Wer jetzt denkt, GUTE NACHT sei ein braves Album geworden, wird sich wundern. Das vom Dancehall beeinflusste „Plem Plem“ mit RAF Camora und Bonez MC von Hamburgs 187 Strassenbande ist eine astreine Abreibung. „Gemeint sind Typen, die einen schlecht machen, die nur auf Kohle aus sind und aus deren Neid Hass erwächst.“ Im Refrain fallen Schüsse, es geht: „Peng, peng, peng.“ Man kann über die Message streiten. Man soll sogar. Kontra K ist Rapper, GUTE NACHT ein deutsches HipHop-Album. Ein Einser-Kandidat für die Charts – aber alles andere als eine Streberplatte.
Diese Mischung aus Angriff und Reflexion macht Kontra K in der HipHop-Republik Deutschland so einzigartig: Er bietet deutschem Rap eine neue Perspektive.
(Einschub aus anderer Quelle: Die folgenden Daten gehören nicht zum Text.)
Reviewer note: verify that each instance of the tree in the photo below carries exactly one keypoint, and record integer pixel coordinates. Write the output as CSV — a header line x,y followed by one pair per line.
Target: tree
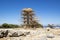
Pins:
x,y
51,26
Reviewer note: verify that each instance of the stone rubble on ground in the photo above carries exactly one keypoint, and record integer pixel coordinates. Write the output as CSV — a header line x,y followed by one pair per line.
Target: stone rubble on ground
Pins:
x,y
30,34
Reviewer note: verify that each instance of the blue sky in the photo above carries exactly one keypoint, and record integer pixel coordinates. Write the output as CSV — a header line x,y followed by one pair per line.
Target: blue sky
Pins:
x,y
48,11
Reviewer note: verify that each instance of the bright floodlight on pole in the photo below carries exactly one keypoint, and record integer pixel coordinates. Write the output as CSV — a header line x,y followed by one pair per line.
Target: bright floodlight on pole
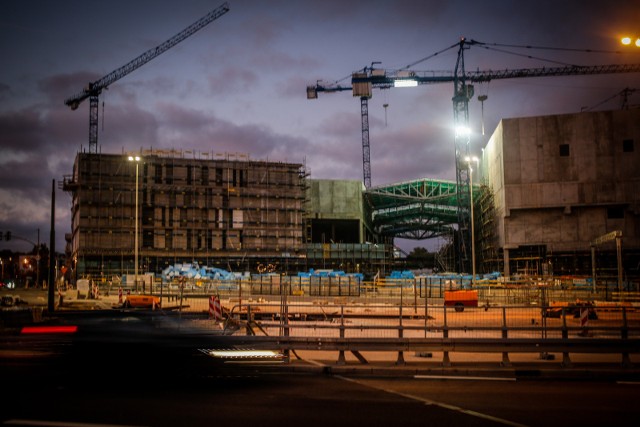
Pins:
x,y
135,239
469,161
629,40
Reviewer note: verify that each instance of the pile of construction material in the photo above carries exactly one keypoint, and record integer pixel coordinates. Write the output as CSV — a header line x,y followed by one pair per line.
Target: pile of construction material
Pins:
x,y
195,271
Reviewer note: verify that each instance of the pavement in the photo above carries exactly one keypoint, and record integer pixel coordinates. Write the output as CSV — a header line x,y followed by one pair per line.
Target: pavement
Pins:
x,y
521,366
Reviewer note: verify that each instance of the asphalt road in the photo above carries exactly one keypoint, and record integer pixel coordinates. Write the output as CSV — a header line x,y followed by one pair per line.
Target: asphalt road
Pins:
x,y
125,371
262,398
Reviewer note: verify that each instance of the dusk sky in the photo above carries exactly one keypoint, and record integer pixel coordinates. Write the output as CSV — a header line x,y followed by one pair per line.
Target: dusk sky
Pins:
x,y
238,85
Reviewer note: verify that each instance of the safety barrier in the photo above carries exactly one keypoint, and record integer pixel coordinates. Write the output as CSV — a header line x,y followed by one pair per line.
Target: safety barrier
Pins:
x,y
505,330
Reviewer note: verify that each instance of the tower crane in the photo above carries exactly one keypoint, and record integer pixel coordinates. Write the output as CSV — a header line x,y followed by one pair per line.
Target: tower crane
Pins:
x,y
93,89
362,83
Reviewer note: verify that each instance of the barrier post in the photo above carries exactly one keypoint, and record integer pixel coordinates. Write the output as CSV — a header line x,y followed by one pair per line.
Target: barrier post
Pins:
x,y
566,361
341,358
624,334
505,333
445,334
400,360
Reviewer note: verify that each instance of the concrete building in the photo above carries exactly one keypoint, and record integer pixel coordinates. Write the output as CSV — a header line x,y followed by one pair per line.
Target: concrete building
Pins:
x,y
338,230
559,182
230,212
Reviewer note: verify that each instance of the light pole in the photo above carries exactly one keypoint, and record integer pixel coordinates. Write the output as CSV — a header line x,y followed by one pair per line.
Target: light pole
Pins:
x,y
473,234
135,239
627,41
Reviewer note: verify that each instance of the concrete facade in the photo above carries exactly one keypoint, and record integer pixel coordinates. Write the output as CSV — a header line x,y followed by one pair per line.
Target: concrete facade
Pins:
x,y
335,211
190,209
561,181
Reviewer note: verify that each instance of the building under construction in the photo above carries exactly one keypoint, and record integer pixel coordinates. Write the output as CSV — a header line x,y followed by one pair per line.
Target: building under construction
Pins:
x,y
555,185
229,212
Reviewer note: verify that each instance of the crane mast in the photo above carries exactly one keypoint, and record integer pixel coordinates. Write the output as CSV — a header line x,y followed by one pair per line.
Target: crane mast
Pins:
x,y
94,89
362,84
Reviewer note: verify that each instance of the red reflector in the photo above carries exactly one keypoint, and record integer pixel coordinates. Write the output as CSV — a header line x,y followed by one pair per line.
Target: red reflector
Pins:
x,y
49,330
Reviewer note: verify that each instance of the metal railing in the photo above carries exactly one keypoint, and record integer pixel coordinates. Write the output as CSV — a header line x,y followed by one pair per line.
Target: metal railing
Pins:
x,y
491,329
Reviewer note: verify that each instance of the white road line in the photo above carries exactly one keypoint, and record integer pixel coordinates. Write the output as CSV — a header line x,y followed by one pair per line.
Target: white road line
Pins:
x,y
439,404
42,423
454,377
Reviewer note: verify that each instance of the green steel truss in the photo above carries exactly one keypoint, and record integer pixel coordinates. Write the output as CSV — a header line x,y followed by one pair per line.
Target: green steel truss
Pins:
x,y
419,209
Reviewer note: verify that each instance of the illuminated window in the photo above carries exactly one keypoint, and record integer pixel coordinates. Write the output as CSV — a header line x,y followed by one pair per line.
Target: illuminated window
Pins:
x,y
564,150
627,145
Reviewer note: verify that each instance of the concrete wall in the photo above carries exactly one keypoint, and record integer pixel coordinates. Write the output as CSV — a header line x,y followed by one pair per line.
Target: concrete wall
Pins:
x,y
329,199
563,180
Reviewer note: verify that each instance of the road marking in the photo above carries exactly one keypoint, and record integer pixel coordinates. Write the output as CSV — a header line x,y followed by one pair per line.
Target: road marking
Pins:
x,y
454,377
439,404
42,423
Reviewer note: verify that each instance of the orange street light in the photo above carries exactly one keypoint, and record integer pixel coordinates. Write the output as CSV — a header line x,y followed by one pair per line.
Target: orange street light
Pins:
x,y
629,40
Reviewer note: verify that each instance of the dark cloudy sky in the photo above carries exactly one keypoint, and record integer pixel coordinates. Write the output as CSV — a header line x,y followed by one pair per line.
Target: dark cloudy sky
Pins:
x,y
239,84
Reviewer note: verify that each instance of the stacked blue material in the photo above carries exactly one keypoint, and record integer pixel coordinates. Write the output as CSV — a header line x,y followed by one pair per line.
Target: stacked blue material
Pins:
x,y
195,271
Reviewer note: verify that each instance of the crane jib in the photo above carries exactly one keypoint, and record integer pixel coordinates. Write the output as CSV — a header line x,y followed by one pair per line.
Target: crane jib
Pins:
x,y
95,88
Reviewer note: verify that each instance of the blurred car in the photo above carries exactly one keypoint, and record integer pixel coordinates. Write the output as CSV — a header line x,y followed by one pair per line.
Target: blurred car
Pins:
x,y
8,284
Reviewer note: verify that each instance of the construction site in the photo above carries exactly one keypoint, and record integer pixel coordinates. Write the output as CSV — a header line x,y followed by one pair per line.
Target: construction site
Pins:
x,y
552,196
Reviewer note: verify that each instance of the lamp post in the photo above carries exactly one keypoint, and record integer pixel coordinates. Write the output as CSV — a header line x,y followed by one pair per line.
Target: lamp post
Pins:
x,y
473,234
135,249
627,41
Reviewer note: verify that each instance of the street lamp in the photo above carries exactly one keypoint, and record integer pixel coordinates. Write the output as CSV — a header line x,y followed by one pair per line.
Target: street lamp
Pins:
x,y
630,40
473,234
135,250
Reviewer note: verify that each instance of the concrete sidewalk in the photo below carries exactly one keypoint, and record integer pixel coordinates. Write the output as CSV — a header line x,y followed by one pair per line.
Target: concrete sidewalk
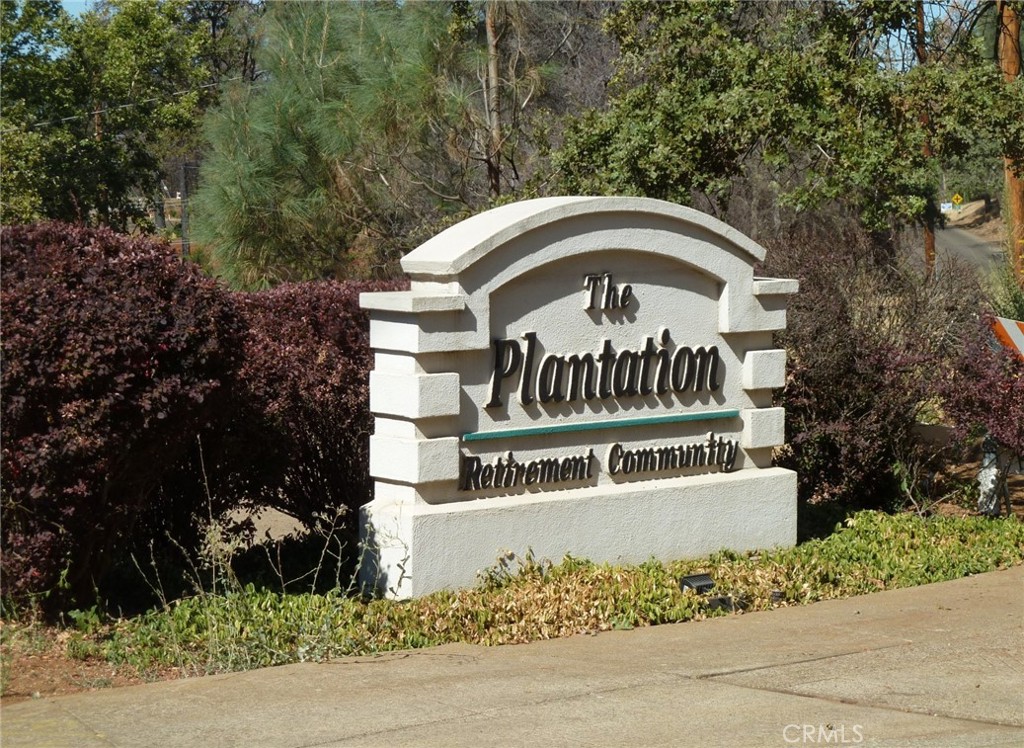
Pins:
x,y
941,665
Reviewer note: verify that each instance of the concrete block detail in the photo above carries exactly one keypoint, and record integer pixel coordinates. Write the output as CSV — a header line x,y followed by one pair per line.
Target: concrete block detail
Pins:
x,y
764,369
763,427
414,396
414,461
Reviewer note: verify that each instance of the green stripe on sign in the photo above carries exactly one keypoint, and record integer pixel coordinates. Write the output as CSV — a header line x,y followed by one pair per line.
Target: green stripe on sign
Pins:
x,y
601,425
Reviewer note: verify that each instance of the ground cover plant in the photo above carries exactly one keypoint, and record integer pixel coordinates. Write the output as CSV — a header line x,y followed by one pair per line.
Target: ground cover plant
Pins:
x,y
524,599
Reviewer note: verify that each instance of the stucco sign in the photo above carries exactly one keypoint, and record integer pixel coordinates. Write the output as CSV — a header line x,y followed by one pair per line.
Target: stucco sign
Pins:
x,y
574,375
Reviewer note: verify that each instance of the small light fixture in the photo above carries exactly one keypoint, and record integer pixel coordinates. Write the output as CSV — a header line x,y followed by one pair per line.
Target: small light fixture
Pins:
x,y
699,583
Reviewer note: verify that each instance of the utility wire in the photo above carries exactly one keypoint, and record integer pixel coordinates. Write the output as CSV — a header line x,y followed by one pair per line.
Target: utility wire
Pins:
x,y
86,115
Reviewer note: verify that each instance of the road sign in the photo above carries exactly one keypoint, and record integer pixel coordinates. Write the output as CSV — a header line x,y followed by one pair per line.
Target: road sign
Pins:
x,y
1010,333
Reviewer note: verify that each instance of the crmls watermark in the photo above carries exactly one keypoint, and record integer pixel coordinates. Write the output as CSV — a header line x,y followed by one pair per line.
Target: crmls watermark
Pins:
x,y
823,734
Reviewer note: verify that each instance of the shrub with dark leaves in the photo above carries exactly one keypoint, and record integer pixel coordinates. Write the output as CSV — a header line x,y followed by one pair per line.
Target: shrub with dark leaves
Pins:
x,y
984,391
298,437
114,355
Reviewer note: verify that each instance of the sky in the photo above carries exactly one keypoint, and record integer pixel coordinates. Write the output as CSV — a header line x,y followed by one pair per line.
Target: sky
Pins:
x,y
76,7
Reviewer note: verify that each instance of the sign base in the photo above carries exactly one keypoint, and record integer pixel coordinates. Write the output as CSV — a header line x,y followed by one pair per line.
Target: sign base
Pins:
x,y
415,549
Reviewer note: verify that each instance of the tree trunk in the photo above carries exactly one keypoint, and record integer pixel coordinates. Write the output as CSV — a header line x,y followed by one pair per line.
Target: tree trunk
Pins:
x,y
494,159
926,149
1010,63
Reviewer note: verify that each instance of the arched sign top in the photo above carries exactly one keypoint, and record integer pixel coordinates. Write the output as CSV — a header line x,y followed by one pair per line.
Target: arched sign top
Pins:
x,y
454,251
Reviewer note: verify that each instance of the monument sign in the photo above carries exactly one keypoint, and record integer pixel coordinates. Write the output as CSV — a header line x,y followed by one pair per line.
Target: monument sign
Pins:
x,y
574,375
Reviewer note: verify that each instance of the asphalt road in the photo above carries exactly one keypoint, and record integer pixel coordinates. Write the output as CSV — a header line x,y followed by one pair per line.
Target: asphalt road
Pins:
x,y
967,247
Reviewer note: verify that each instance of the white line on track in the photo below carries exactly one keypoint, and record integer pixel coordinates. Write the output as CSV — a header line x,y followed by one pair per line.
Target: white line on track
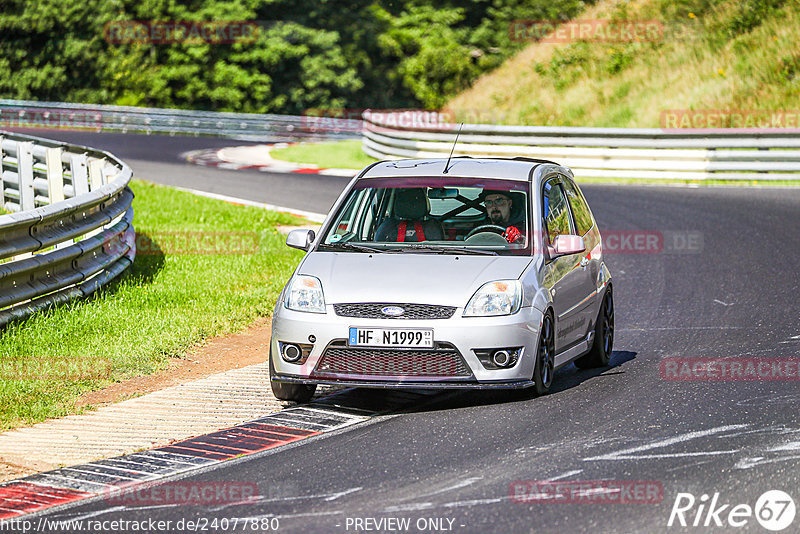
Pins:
x,y
629,454
566,475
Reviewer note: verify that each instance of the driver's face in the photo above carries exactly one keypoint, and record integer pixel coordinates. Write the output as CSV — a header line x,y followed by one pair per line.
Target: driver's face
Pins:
x,y
499,208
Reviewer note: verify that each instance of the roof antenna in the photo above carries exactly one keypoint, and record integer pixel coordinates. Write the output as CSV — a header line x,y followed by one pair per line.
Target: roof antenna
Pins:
x,y
446,165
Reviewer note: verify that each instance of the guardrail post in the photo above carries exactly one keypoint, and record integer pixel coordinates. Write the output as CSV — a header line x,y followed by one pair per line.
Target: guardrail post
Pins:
x,y
2,185
96,178
55,175
25,170
80,175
Kontra K schreibt über sich und über sein Leben, doch seine rasant wachsende Fangemeinde finden sich problemlos in den Texten wieder. Diese Identifikation ist das Geheimnis seines Erfolgs. Andere Rapper arbeiten auf Distanz. Kontra K kommt einem Nahe. Seine Message: Es gibt die Ratten und das Gift, die Finsternis und den Schatten. Aber der Weg ins Licht ist kürzer, als du denkst. Auch Leute, die sonst wenig HipHop hören, erkennen die Kraft und Energie, die in diesen Tracks steckt. Sie fühlen sich in ihren Ängsten und Hoffnungen wahrgenommen. GUTE NACHT wird daher wieder durch die Decke gehen. Und Kontra K wird weitermachen, auf Tour gehen, die großen Festivals wie Southside und Hurrcane spielen. Solange der Hunger noch da ist. Und satt ist er noch lange nicht.